Crédit: Denise Carla Haas

On dit que le théâtre est l’art de l’illusion par excellence, celui qui se joue et joue avec la réalité. Le théâtre est-il néanmoins pour vous un moment de vérité ?

Sur ce plan-là, je suis d’accord avec Shakespeare : la vie est un théâtre. La vie, c’est raconter et chercher ainsi à être au plus proche de la vérité. Cela m’intéresserait, en tant que metteure en scène, de trouver comment rendre au théâtre la sensation que j’éprouve quand je regarde par la fenêtre : il y a une collusion de choses qui se passent, qui n’ont pas forcément de lien a priori, mais qui sont rassemblées par le cadre imposé par cette fenêtre. Ça, c’est vrai ! C’est la vie ; la dame qui descend l’escalier, le caniche qui pisse contre le mur… Cette vision me raconte quelque chose du vrai. Je me demande comment rendre ça sur un plateau, comment créer un moment de vérité dans lequel chaque spectateur se reconnaîtrait, même si cette impression est créée de manière totalement artificielle. Comment transposer le cadre de la vie, et rendre perceptibles les changements de dynamique, le déroulement du temps. J’ai rarement vu ça sur scène, et je ne parle pas de théâtre documentaire car cette sensation de vérité n’est pas du tout liée au genre. Aussi rare que cela puisse être, quand j’y accède, alors oui, j’approche une forme de vérité, grâce au théâtre.

La vérité existe aussi parce que les corps sont là. Des gens vrais parlent au moment présent dans un espace partagé. C’est l’une des différences avec le cinéma. Au théâtre, le cadrage est limité, souvent réduits à un point de vue pour chaque spectateur. Par contre, des vrais gens bougent, donc cette vision est enrichie de la troisième dimension qu’offre le réel. Ces vraies personnes, les acteurs, sont plus ou moins en forme. Ils amènent malgré eux leur vie sur le plateau. La vérité des corps règne sur scène. Parmi mes premières émotions de spectatrice, entre 11 et 15 ans, même si je m’embêtais affreusement au théâtre parce que c’était parfois trop compliqué, je ne serais jamais sortie, simplement parce qu’il y avait là des gens en vrai qui jouaient devant moi. Je n’avais pas peur d’être impolie mais que quelqu’un soit là “pour moi” m’inspirait du respect.

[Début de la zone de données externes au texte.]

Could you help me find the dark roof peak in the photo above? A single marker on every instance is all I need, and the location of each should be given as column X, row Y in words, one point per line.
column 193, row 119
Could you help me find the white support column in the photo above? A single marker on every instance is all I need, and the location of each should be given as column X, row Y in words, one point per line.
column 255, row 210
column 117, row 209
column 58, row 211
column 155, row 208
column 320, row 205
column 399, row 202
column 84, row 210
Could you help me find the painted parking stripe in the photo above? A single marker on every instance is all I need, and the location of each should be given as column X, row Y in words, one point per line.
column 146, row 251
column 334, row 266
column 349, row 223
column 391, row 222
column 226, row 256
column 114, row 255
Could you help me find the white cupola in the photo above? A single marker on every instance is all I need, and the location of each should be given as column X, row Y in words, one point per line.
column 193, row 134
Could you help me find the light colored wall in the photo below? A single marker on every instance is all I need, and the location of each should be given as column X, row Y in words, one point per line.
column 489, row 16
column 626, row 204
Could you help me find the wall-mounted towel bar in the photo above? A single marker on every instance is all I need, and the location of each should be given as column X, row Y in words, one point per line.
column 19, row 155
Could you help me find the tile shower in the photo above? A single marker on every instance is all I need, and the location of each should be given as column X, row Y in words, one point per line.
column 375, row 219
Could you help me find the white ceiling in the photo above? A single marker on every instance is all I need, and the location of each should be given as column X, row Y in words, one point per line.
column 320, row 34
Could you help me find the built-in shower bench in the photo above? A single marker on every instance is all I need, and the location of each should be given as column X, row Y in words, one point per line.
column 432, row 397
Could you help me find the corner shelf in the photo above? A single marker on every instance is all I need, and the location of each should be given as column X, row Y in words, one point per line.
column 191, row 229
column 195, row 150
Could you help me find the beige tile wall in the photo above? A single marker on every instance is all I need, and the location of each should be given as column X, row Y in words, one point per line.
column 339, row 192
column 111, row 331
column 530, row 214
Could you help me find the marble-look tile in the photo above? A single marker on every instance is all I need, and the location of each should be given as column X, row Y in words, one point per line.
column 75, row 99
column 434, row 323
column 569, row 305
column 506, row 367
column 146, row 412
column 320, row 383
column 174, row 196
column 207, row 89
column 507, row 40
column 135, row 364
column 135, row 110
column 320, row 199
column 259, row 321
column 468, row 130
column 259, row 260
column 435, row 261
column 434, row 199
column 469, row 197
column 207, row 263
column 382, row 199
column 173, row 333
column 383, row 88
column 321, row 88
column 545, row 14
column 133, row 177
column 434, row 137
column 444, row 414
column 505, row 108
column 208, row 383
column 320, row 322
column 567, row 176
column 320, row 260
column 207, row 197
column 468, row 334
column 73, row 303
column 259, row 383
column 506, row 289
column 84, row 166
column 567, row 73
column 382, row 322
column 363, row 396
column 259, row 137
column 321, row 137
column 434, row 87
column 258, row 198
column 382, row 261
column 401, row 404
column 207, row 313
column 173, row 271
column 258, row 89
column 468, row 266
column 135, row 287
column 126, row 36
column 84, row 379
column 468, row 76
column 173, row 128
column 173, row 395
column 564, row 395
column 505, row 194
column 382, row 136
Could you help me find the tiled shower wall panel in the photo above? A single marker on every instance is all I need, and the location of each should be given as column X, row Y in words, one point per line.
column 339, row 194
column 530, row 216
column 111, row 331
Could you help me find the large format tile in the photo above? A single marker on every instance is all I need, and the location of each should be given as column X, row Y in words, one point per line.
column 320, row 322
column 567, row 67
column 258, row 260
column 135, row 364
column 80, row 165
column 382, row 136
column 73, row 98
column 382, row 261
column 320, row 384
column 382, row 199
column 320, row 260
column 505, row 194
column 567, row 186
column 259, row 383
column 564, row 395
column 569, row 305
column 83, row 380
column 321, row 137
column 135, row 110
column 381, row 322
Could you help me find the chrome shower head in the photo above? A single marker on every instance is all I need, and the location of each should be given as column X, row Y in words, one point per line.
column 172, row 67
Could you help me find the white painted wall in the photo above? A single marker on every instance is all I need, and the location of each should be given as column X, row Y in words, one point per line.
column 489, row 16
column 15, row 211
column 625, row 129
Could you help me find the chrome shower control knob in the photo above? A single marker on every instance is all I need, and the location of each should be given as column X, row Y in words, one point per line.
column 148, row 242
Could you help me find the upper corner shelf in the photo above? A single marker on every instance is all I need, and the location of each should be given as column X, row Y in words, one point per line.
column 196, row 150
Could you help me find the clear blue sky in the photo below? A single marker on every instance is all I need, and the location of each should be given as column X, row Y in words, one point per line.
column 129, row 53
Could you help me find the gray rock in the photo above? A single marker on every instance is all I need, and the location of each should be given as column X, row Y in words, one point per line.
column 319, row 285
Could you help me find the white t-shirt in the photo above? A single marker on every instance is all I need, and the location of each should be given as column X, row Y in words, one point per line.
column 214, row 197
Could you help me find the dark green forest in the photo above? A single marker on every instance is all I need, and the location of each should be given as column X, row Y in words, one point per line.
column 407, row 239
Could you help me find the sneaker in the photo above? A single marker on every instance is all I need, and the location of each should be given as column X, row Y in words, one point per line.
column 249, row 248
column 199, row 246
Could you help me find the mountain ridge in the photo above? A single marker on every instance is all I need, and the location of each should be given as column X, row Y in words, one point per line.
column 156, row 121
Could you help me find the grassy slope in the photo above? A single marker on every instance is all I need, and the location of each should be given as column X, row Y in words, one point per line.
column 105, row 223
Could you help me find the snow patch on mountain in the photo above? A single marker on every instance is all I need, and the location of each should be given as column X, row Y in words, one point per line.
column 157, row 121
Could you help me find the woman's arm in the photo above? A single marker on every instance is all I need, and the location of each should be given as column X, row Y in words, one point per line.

Tu sors dans la rue, enfin en ce moment tu ne peux pas (rires) mais imaginons, tu t’assois quelque part, personne ne va se mettre en face de toi et être là juste pour toi comme ça. C’est incroyablement généreux. Quelqu’un vient, se tient devant moi et me raconte quelque chose. C’est quand même chouette ! Si j’avais ça dans la vie je n’aurais peut-être pas besoin du théâtre. C’est sans doute pour cette raison que je n’aime pas les acteurs qui friment, ça ne m’intéresse pas. Il y en a assez qui viennent frimer dans la vie. J’aime avoir cette impression qu’on s’assoit au bord de mon lit pour me raconter quelque chose. Je trouve beau que quelqu’un partage simplement quelque chose avec moi. J’éprouve la même sensation quand je joue : je trouve beau que des gens viennent s’asseoir pour écouter ce que je peux dire. Ça m’émeut à mort. On se plaint souvent qu’il n’y a pas assez de spectateurs, mais moi je suis surprise à chaque fois qu’il y en ait toujours quelques-uns qui viennent, c’est incroyable. Qui est-on pour dire : « Faut m’écouter ! » ?

Comment vivez-vous le confinement par rapport à votre métier?

– Au début je me disais : « Super ! Je vais pouvoir bosser sur ma prochaine création, en plus il y a des liens à faire ». Ben en fait, je n’y arrive pas… En temps normal, si je dois écrire je reste aussi chez moi, mais je peux sortir. Actuellement, je ne peux pas sortir, et je n’arrive pas à travailler. Ça me dépite ; pour une fois que j’ai le temps je n’y arrive pas. Je me suis dit qu’il fallait accepter ce trou de rien. Le confinement n’est pas un endroit pour le théâtre. Ça ne marche pas. Je n’arrive même pas à faire de sport, pas la moindre petite salutation au soleil, rien… Je m’occupe en fabriquant des “machins” avec mes mains pour les amis, pour leur dire que je les aime et qu’ils me manquent.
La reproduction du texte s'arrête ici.